Ce compromis prévoit notamment une réduction progressive des droits de douane punitifs qui visent les produits chinois, la levée d’une nouvelle salve de tarifs prévue pour le 15 décembre, et l’engagement de Pékin à faire des achats supplémentaires «substantiels» de biens et services américains au cours des prochaines années.

Apple, dont les iPhones auraient été particulièrement touchés si Washington avait comme prévu mis en oeuvre une nouvelle vague de tarifs dimanche, en a profité et a gagné 1,36%.

L’enthousiasme des courtiers s’est toutefois rafraîchi en cours de séance.

«Les indices grimpent depuis le début de l’année à la faveur de deux éléments: la politique monétaire de la Réserve fédérale, qui a bien abaissé ses taux, et la perspective d’un accord commercial avec la Chine», rappelle Gregori Volokhine de Meeschaert Financial Services. «On voit aujourd’hui que cette hausse était justifiée, que les négociations avancent, que les dirigeants d’entreprises vont pouvoir prendre des décisions d’investissement», souligne-t-il.

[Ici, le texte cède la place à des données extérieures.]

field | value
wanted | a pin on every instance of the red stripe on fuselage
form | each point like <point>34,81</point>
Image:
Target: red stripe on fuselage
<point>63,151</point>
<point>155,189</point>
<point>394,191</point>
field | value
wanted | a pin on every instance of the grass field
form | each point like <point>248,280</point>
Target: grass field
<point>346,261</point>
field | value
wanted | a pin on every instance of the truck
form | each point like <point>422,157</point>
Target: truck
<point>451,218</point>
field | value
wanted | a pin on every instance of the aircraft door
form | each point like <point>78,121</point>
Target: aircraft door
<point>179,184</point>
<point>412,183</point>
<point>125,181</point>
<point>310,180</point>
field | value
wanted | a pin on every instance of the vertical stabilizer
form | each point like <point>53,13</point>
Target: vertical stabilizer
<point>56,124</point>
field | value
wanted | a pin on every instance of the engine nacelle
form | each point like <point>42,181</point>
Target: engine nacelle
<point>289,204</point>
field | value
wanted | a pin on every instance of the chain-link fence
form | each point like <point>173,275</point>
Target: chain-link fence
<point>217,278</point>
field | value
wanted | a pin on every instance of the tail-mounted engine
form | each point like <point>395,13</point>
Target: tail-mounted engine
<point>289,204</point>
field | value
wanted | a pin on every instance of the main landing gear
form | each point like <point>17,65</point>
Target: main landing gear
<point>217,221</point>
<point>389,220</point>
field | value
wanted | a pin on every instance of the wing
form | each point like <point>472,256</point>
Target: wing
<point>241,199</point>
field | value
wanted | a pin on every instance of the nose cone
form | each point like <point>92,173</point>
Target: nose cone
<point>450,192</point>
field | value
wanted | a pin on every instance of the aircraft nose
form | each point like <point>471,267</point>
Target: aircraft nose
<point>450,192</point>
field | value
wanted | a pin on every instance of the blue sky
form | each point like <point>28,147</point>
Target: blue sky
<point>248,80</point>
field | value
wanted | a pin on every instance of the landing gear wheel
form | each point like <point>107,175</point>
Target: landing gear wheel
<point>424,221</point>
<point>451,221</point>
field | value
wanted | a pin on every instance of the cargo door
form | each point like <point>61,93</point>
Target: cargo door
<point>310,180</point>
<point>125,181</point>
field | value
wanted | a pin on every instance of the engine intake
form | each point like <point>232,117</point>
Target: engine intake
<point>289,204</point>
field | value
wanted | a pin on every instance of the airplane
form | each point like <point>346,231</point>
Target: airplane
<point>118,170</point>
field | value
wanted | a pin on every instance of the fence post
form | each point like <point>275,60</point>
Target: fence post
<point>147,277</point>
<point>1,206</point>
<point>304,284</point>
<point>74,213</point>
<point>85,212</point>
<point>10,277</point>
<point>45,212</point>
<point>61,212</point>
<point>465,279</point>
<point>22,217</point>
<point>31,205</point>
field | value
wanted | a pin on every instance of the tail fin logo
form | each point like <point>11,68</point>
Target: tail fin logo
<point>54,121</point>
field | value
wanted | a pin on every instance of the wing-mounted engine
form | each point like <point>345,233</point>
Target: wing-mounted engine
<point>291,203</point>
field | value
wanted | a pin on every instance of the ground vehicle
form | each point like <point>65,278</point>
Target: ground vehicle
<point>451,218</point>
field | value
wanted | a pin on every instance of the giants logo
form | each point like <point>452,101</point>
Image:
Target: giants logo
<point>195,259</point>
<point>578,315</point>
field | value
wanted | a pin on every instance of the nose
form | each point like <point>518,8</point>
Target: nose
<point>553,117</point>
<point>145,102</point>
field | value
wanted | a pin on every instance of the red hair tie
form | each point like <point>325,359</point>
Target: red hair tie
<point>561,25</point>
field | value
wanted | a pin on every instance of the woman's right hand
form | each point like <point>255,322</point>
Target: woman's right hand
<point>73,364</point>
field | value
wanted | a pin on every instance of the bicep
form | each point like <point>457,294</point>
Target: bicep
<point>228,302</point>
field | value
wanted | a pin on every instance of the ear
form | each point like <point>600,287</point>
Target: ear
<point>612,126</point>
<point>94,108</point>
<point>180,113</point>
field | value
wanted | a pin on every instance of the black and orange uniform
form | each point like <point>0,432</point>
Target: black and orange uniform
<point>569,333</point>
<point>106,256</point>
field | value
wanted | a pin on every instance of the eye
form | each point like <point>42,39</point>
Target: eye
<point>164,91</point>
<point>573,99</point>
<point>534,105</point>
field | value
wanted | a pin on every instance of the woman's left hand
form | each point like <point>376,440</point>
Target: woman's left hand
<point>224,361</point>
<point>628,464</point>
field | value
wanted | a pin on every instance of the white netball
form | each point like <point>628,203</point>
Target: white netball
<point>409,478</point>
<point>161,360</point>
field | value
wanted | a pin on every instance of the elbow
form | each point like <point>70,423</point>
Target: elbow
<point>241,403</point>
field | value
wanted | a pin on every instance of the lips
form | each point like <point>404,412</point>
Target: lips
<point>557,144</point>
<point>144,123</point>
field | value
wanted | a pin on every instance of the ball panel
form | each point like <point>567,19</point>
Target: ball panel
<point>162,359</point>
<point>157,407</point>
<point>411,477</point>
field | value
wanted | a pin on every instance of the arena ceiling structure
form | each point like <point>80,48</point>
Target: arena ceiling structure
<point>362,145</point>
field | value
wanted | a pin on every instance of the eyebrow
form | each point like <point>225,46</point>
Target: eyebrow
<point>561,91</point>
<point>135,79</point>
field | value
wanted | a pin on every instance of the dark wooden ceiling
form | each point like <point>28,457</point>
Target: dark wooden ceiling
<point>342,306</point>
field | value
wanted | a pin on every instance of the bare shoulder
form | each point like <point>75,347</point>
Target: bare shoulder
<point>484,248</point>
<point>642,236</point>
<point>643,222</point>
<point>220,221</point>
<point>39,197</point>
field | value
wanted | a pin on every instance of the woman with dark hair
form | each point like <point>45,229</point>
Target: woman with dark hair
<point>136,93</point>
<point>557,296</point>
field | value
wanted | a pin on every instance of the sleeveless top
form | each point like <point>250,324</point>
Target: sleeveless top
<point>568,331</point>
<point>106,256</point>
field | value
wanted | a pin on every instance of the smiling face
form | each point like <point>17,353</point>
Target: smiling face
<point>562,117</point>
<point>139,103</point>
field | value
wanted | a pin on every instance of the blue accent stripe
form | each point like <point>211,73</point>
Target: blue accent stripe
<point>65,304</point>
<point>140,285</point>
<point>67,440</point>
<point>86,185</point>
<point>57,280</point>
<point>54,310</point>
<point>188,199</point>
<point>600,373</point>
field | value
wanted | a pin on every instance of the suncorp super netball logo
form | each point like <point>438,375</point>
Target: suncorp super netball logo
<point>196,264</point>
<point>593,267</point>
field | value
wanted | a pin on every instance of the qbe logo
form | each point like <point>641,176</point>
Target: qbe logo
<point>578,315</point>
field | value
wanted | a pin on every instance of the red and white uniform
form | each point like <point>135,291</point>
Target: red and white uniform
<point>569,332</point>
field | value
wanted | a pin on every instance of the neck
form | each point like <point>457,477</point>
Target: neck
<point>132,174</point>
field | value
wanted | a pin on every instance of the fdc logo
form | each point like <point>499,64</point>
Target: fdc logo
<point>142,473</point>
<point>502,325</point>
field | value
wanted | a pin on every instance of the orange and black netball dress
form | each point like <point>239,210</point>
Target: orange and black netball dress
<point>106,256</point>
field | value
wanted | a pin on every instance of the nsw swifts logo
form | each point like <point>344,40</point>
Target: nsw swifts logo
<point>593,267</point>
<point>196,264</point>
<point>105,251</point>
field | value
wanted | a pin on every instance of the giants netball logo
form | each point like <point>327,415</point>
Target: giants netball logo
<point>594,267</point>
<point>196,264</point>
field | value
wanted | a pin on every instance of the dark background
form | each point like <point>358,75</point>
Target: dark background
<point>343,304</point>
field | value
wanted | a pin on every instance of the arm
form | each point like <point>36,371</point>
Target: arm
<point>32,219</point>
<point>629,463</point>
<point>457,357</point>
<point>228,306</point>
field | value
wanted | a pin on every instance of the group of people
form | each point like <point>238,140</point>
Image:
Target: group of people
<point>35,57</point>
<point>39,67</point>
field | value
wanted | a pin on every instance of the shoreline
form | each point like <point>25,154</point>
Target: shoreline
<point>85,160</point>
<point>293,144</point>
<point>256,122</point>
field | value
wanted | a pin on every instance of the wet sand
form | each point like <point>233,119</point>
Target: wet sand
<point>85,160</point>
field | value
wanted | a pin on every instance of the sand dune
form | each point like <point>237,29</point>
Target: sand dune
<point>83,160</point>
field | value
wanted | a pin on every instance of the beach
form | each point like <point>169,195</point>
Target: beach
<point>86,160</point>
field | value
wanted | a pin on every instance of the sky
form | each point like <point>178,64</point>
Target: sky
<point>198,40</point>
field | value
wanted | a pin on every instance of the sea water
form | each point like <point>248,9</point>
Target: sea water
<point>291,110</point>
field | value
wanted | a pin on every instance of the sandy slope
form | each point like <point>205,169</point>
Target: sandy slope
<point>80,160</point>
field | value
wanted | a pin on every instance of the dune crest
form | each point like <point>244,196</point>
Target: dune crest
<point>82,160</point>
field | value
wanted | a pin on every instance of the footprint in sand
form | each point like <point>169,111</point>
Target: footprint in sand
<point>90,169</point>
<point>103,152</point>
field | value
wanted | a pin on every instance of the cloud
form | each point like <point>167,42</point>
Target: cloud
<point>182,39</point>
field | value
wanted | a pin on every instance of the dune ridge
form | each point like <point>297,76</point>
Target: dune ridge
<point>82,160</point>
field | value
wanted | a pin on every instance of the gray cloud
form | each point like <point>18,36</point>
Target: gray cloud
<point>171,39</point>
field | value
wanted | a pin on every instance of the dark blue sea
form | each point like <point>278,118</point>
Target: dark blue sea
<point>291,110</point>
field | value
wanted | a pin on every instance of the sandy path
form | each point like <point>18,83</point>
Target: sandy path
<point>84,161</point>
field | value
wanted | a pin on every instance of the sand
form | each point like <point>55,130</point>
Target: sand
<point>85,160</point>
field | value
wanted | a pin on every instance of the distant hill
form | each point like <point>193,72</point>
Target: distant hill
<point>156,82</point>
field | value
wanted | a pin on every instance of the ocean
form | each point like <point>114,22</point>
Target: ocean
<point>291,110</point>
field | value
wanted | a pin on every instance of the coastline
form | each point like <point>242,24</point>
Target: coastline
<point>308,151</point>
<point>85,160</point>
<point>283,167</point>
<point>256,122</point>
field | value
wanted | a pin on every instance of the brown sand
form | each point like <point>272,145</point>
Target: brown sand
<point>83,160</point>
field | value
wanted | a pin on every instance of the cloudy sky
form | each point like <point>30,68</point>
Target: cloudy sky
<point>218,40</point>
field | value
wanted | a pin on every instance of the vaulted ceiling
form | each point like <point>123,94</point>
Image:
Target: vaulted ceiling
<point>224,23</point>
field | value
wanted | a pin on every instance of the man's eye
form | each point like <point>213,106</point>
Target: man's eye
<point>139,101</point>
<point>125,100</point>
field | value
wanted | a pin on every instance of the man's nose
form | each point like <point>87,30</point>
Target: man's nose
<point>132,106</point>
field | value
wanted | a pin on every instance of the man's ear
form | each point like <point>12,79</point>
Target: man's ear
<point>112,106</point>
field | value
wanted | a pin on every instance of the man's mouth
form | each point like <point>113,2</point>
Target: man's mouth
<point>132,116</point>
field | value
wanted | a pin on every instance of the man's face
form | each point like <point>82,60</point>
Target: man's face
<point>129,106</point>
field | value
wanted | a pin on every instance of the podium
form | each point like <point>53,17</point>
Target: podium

«Peut-être certains investisseurs sont-ils un peu déçus de ne pas voir une suppression immédiate de tous les tarifs. Mais les petits mouvements des indices aujourd’hui ne signifient pas grand chose si ce n’est que le marché en veut toujours plus», avance le spécialiste.

Sur le marché obligataire, le taux à 10 ans de la dette américaine reculait à 1,817% vers 21H20 GMT contre 1,892% jeudi à la clôture.